Chi legge regolarmente questa column avrà intuito che ho un debole per i libri di piccolo formato. Ma comunque non pensavo di tornare a parlare della collana Photo Poche, almeno non così presto. Il numero 140 della serie, dedicato a Roger Ballen, mi ha costretto a ricredermi. È un libro diverso dagli altri, ma anche questo sfiora la perfezione. Dopo un testo illuminante di Dominique Eddé siamo invitati a procedere in ordine cronologico alla scoperta di un’opera sbalorditiva. Robert Delpire, che dirige la collana, ci ha abituato a delle ottime selezioni in cui l’ordine cronologico è sconvolto. Stavolta si lascia trasportare dal tempo e dalla fluidità: è una bella sorpresa che sottolinea la coerenza di una produzione fotografica unica.

Con poche eccezioni tutto è squadrato, in un bianco e nero puro in cui i toni di grigio sono usati sempre più saggiamente man mano che l’universo rappresentato diventa più complesso.

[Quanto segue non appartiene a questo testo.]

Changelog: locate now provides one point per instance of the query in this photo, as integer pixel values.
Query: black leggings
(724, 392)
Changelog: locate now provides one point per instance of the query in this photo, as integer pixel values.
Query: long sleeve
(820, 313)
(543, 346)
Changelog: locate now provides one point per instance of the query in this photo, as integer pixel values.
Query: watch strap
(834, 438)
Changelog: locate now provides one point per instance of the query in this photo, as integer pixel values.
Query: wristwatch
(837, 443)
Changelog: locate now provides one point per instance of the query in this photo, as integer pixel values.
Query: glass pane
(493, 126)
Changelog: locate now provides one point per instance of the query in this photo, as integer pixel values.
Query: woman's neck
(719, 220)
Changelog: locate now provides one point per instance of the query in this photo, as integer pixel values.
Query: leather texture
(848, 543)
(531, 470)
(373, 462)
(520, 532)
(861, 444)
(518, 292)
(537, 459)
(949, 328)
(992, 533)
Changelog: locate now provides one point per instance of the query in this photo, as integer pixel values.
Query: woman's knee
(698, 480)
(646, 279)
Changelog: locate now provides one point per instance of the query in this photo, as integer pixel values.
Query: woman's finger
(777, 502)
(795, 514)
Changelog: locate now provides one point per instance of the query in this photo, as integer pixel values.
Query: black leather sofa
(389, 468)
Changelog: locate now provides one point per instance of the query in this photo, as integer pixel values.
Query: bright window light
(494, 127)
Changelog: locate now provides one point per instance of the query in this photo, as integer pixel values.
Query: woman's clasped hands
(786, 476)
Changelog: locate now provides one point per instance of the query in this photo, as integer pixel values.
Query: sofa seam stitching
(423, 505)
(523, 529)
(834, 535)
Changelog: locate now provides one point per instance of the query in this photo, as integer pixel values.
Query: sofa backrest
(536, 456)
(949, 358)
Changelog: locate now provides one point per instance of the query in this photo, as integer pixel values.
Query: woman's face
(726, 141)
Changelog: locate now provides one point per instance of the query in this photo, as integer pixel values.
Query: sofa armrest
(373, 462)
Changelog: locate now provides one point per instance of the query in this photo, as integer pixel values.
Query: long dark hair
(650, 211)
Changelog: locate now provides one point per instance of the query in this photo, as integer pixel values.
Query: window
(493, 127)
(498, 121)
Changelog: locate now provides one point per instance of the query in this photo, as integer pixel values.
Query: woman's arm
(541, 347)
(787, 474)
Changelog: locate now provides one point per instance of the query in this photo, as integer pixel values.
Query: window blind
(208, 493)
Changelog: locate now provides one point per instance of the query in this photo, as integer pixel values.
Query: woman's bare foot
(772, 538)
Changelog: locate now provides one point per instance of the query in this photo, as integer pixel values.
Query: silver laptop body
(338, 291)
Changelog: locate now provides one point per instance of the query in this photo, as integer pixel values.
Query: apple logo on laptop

Le ossessioni del fotografo, come quella per gli animali o i cavi elettrici, fanno da filo conduttore. I ritratti di uomini bianchi, trasfigurati, degenerati a forza di rapporti tra consanguinei, in Sudafrica, dialogano con situazioni e scenari sempre più strani, in cui la fotografia inventa spazi e accompagna illusioni. La cosa che davvero sorprende è come un libro così piccolo possa contenere in modo convincente, semplice ed efficace, un intero universo.